Models for classifying a biological sample are developed from samples taken from a mammalian subject into one of at least two possible biological states related to breast cancer. Samples may be processed by mass spectral and other high-throughput analytical techniques.

Claims (101)

1 . A model for classifying a biological sample taken from a mammalian subject into one of at least two possible biological states related to breast cancer using a data stream that is obtained by performing a mass spectral analysis of the biological sample, the data stream including magnitude values for a range of mass-to-charge values, comprising:

at least one classifying hypervolume associated with one of the at least two biological states related to breast cancer and disposed within a vector space having n dimensions, each dimension corresponding to a different mass-to-charge value;

wherein n is at least three and at least a first of the dimensions corresponds to a mass-to-charge value in a range of m/z values selected from the m/z ranges consisting of between 200 to 300, 300 to 400, 400 to 500, 500 to 600, 600 to 700, and 700 to 900.

2 . The model of claim 1 , wherein n is at least 5.

3 . The model of claim 1 , wherein n is between 5 and 25.

4 . The model of claim 1 , wherein at least a second of the dimensions corresponds to a mass-to-charge value of between 500 and 1100.

5 . The model of claim 1 , wherein at least a second of the dimensions corresponds to a mass-to-charge value of between 500 and 900.

6 . The model of claim 1 , wherein at least a second of the dimensions corresponds to a mass-to-charge value of between 700 and 900.

7 . The model of claim 1 , the at least one classifying hypervolume being a first classifying hypervolume, further comprising:

a second classifying hypervolume disposed within the vector space;

the first classifying hypervolume being associated with a presence of breast cancer, the second classifying hypervolume being associated with an absence of breast cancer.

8 . The model of claim 1 , the at least one classifying hypervolume being a first classifying hypervolume, further comprising:

a second classifying hypervolume disposed within the vector space;

the first classifying hypervolume and the second classifying hypervolume being associated with a presence of breast cancer.
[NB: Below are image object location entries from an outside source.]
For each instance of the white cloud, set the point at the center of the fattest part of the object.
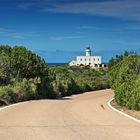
(59, 38)
(13, 34)
(125, 9)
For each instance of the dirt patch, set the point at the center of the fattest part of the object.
(133, 113)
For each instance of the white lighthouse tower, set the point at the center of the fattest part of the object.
(88, 51)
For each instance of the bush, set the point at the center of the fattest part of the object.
(124, 78)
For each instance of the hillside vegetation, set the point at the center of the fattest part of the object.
(124, 74)
(25, 76)
(65, 80)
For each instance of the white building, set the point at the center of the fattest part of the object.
(87, 60)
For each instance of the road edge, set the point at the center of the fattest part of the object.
(8, 106)
(126, 115)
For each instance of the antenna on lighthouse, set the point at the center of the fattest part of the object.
(88, 51)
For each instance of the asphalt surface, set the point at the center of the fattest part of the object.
(81, 117)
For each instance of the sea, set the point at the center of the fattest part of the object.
(56, 64)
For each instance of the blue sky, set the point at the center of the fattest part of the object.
(59, 30)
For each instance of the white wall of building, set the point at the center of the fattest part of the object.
(93, 61)
(88, 60)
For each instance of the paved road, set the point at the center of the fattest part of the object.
(81, 117)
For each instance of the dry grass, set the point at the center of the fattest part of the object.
(133, 113)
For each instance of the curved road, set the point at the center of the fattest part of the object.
(80, 117)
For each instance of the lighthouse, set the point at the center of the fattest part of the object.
(88, 51)
(87, 60)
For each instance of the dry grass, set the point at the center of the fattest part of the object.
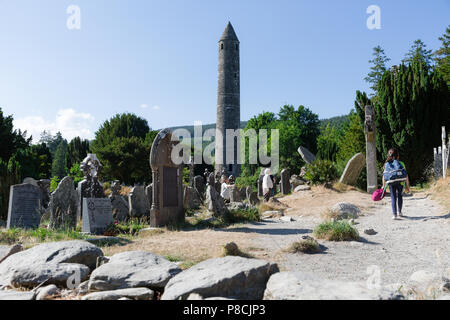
(319, 199)
(440, 191)
(188, 247)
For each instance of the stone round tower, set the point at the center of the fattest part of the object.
(228, 101)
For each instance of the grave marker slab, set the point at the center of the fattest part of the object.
(24, 206)
(97, 215)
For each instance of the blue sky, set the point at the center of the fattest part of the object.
(158, 59)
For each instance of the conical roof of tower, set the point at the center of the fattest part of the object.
(229, 33)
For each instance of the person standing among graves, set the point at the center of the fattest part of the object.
(267, 184)
(398, 168)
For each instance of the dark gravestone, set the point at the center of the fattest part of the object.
(167, 203)
(285, 185)
(97, 215)
(24, 206)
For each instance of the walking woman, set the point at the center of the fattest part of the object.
(395, 175)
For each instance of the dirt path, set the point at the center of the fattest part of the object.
(420, 241)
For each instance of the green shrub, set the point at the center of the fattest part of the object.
(242, 215)
(336, 231)
(304, 246)
(321, 171)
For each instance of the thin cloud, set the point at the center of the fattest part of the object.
(69, 122)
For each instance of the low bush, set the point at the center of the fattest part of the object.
(336, 231)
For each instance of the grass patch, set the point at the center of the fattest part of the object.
(304, 246)
(231, 249)
(242, 215)
(18, 235)
(336, 231)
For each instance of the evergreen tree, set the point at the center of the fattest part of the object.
(442, 56)
(59, 165)
(123, 145)
(419, 52)
(411, 108)
(379, 67)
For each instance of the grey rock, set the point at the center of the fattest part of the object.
(304, 286)
(138, 202)
(296, 181)
(49, 273)
(133, 269)
(129, 294)
(64, 205)
(231, 277)
(76, 251)
(6, 251)
(46, 292)
(353, 169)
(302, 188)
(345, 210)
(16, 295)
(306, 155)
(192, 199)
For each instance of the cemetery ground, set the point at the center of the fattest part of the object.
(414, 247)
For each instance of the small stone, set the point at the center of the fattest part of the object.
(46, 292)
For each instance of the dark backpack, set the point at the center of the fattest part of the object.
(394, 170)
9 . The model of claim 1 , the at least one classifying hypervolume being a first classifying hypervolume, further comprising:

a second classifying hypervolume disposed within the vector space;

the first classifying hypervolume and the second classifying hypervolume being associated with an absence of breast cancer.

10 . The model of claim 1 , wherein the classifying hypervolume is associated with a presence of breast cancer.

11 . The model of claim 10 , wherein the classifying hypervolume is associated with a presence of in situ breast cancer.

12 . The model of claim 10 , wherein the classifying hypervolume is associated with a presence of invasive breast cancer.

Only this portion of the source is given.